Land of the Wild Goose
Currituck County slips southward from the Virginia line like a long, narrow finger surrounded by water. The heavily traveled Caratoke Highway (Highway 168) runs down the spine of the peninsula and is the gateway to the Outer Banks for millions of visitors every year. However, on either side of this Highway lies a beautiful land and pristine waters.
On the east side of Piney Island lies Currituck Sound and Corolla and finally the Atlantic Ocean. There are no inlets to the sea and the Sound is noted for its population of fish and waterfowl. In fact, the sound is on a migration path for ducks, Canada geese, swan and other birds. Dozens of old hunt clubs still dot the tiny islands in the sound. The land of Currituck is just as fertile and fresh produce is abundant in the summer and fall.

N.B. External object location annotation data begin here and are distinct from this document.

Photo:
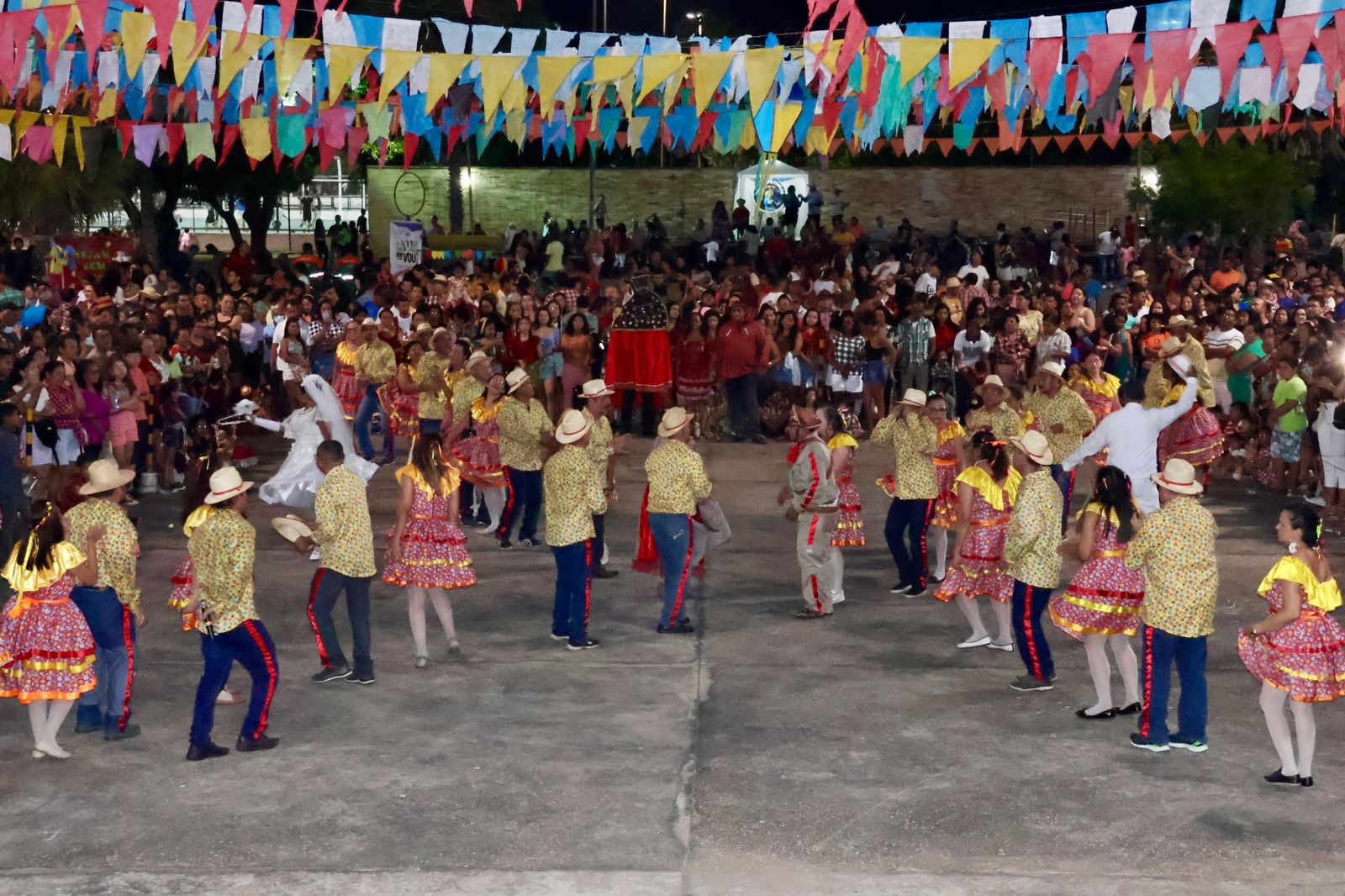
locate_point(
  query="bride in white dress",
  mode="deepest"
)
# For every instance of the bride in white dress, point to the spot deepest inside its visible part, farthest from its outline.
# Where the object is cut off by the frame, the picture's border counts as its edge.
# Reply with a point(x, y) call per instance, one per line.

Towards the west of Piney Island , lies the Intracoastal Waterway and the North River which meanders slowly through the swamp and game lands, home to a wide variety of fresh water fish and reptiles. Adjacent to the North River are game lands and farmlands both home to bear, deer, raccoon, possum and many other mammals. The mainland, on the western bank, has several small communities.
Close to Piney Island along the Intracoastal Waterway is Coinjock, a familiar sight to current day water travelers long the Atlantic Intracoastal Waterway. Just as close but to the east is Waterlily, a small community located on Churches Island.